Here’s a simple example showing how one can trade using reinforcement learning. This approach is inspired by the paper “Machine Learning For Trading” by Gordon Ritter.

We use simple simulated market data as a stepping stone to more complex trading environments. Let’s create a market price time series as a simple sine wave.

**Figure 6. Simulated Stock Price Data (Simple Harmonic Motion)**

- Initially, we set the price at 102 and price momentum at 0, and 100 as the price ‘anchor’.
- At each timestep, the price accelerates toward 100 by an amount proportional to the distance from 100. If the price is 102:
- the distance from 100 is 2.
- the new price momentum is old momentum – 2 * k.
- the new price is old price + momentum.

This is a simple harmonic motion from physics 101, it describes the oscillation of a spring (Hooke’s law), a pendulum under small oscillations, and many other periodic systems.

We can view this as an extremely simplified value/momentum model. 100 is the intrinsic value the stock tends toward.

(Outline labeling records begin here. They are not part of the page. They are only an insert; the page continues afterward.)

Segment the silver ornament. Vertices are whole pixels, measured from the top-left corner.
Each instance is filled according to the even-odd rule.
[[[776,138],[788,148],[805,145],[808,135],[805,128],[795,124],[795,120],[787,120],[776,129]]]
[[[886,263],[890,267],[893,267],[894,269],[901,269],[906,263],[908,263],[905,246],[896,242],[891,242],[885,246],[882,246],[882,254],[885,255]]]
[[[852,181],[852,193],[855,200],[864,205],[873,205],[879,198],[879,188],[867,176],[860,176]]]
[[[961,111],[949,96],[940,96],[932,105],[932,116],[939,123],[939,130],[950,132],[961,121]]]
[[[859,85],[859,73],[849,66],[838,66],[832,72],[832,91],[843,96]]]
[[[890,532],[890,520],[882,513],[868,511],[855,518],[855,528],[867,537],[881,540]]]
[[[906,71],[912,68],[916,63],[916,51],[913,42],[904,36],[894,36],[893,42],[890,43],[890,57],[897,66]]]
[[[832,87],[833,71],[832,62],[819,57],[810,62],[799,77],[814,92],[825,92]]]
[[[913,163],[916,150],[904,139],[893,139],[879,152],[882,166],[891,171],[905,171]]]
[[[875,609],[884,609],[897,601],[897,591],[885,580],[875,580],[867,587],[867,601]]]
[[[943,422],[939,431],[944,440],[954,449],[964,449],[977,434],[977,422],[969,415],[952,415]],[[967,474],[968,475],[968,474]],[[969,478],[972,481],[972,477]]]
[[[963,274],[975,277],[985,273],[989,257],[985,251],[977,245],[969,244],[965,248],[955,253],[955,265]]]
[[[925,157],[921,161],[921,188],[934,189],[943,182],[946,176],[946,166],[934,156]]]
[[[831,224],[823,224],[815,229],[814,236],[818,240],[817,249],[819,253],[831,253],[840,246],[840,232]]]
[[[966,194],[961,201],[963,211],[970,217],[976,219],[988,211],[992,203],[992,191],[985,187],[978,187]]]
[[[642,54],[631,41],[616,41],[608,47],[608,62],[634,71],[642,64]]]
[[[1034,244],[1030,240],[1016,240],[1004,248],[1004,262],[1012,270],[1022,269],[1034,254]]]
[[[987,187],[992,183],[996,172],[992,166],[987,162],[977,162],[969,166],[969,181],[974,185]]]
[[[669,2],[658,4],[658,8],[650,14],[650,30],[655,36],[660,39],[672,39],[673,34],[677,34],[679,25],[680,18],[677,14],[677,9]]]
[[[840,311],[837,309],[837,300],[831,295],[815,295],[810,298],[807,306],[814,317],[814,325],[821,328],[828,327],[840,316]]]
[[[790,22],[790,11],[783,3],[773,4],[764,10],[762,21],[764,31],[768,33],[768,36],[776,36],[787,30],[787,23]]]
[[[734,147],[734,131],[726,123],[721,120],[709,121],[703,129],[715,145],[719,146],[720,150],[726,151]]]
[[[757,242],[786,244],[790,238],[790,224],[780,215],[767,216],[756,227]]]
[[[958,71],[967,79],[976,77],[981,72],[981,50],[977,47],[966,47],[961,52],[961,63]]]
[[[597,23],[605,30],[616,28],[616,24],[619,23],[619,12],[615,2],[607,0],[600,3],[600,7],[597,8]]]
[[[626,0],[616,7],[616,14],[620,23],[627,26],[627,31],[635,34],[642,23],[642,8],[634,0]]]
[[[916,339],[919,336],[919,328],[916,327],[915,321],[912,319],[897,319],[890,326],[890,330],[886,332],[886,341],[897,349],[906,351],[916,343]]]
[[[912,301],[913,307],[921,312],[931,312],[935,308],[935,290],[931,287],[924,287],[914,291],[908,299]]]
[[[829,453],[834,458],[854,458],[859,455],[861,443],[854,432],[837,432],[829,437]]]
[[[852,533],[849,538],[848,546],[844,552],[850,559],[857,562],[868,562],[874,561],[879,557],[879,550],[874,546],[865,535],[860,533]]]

The farther away from intrinsic value, the stronger the acceleration back toward intrinsic value. And momentum means that if the stock is trending up or down, the trend takes time to be reversed.

To trade this stock, we use the REINFORCE algorithm, which is a Monte Carlo policy gradient-based method. (We can also use Q-learning, but policy gradient seems to train faster/work better.)

We simulate many episodes of 1000 training days, observe the outcomes, and train our policy after each episode.

1) Initialize a neural network to choose actions based on the state.

- 32 inputs: the last 16 market values (as deviations from 100 or intrinsic value), and the last 16 daily changes.
^{4} - 2 hidden layers of 16 units.
- 3 outputs of the probabilities of 0, 1, or 2 for short, flat, long respectively (softmax activation, i.e. multinomial classification).
- Initialize neural network θ values at random.

2) Generate one episode trajectory using the current policy. At each timestep:

- Input the current state to the neural network and generate policy probabilities for short/flat/long.
- Sample from the generated probability distribution and take the sampled action.
- Generate a reward based on trading 1 share based on the action taken:
- When our chosen action is 2 (long), the next reward is the change in price at the next timestep.
- When our chosen action is 1 (flat), the next reward is 0.
- When our chosen action is 0 (short), the next reward is the opposite of the change in price at the next timestep.

- Save the observed state, action taken, and reward.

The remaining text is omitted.